The scenario for this case study was as follows:
You are a junior data analyst working on the marketing analyst team at Cyclistic, a bike-share
company in Chicago. The director of marketing believes the company’s future success
depends on maximizing the number of annual memberships. Therefore, your team wants to
understand how casual riders and annual members use Cyclistic bikes differently.
From these insights, your team will design a new marketing strategy to convert casual riders into annual members. But first, Cyclistic executives must approve your recommendations, so they must be backed up with compelling data insights and professional data visualizations.
Basic summary statistics were obtained from a pivot table.
The planned application for this analysis is to convert casual riders into members, yet casual riders make up only 9% of total rides;
having unique user IDs in the data or at least a user count of members and casual riders would allow for a better picture of the target demographic.
Additionally, one might generally suspect that no one is actually riding for negative 9 minutes or 2,953 hours.

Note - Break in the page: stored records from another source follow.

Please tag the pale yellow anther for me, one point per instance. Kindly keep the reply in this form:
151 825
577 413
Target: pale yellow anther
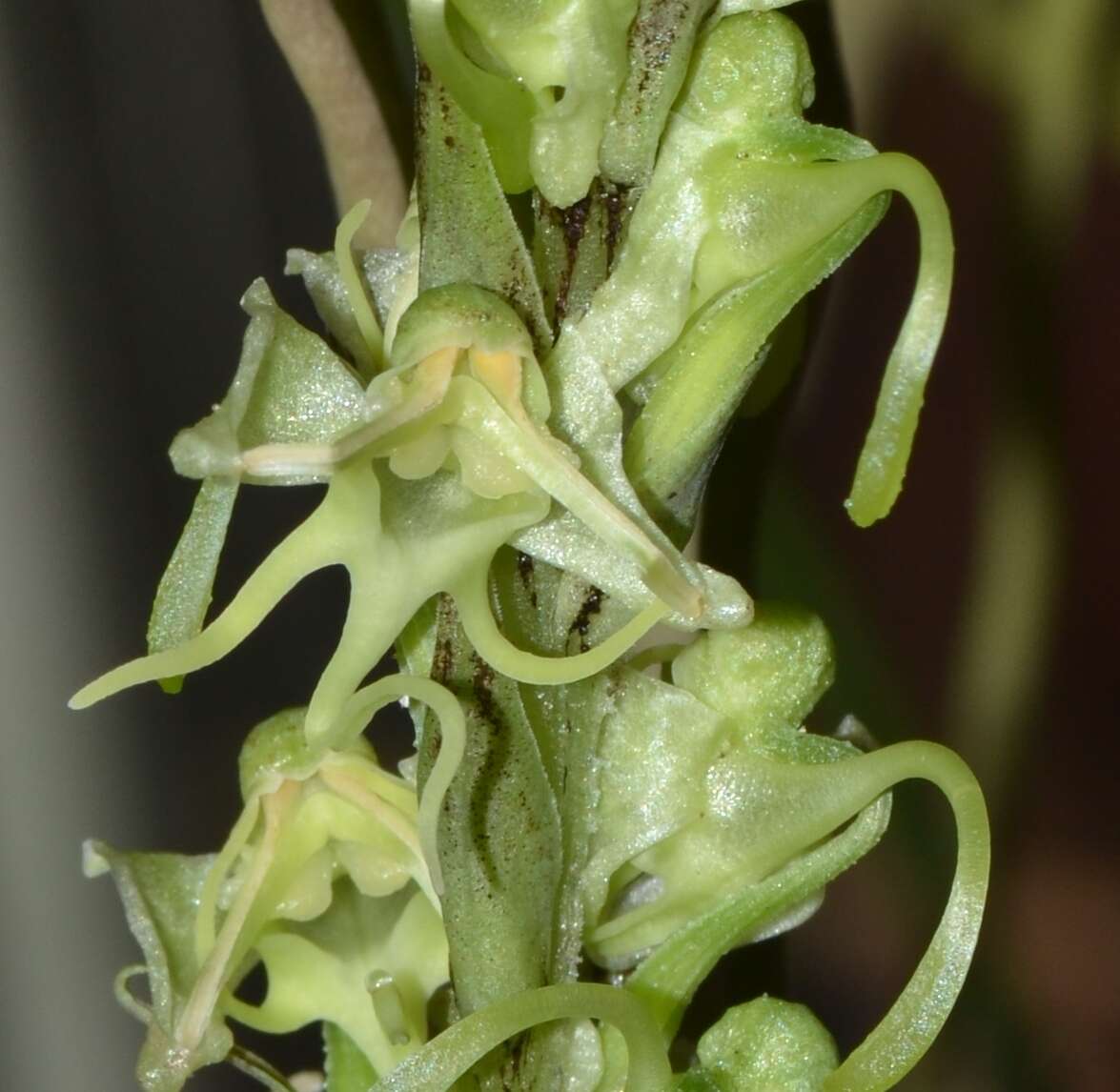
499 373
436 369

In a real life scenario, Cyclistic could ideally advise on the minimum and maximum time lengths to consider as real rides.
In the absence of both that guidance and any clear breakpoint in the distribution of ride times, 1 minute 1 second was used as the minimum time
since the 2019 data appeared to use that as the minimum rental time.
Using a column of custom set times and a column of COUNTIFS formulas, ride time lengths were sorted into buckets to figure out where to cut off
the longest rides. A skewed axis is used here since the vast majority of rides are clustered around a length of 5 minutes.
Other spreadsheet cleaning included standardizing the column names and value formats of the 2019 data to those of the 2020 data.
The relevant columns of the remaining 782,127 records were then uploaded to BigQuery Sandbox to speed up calculations.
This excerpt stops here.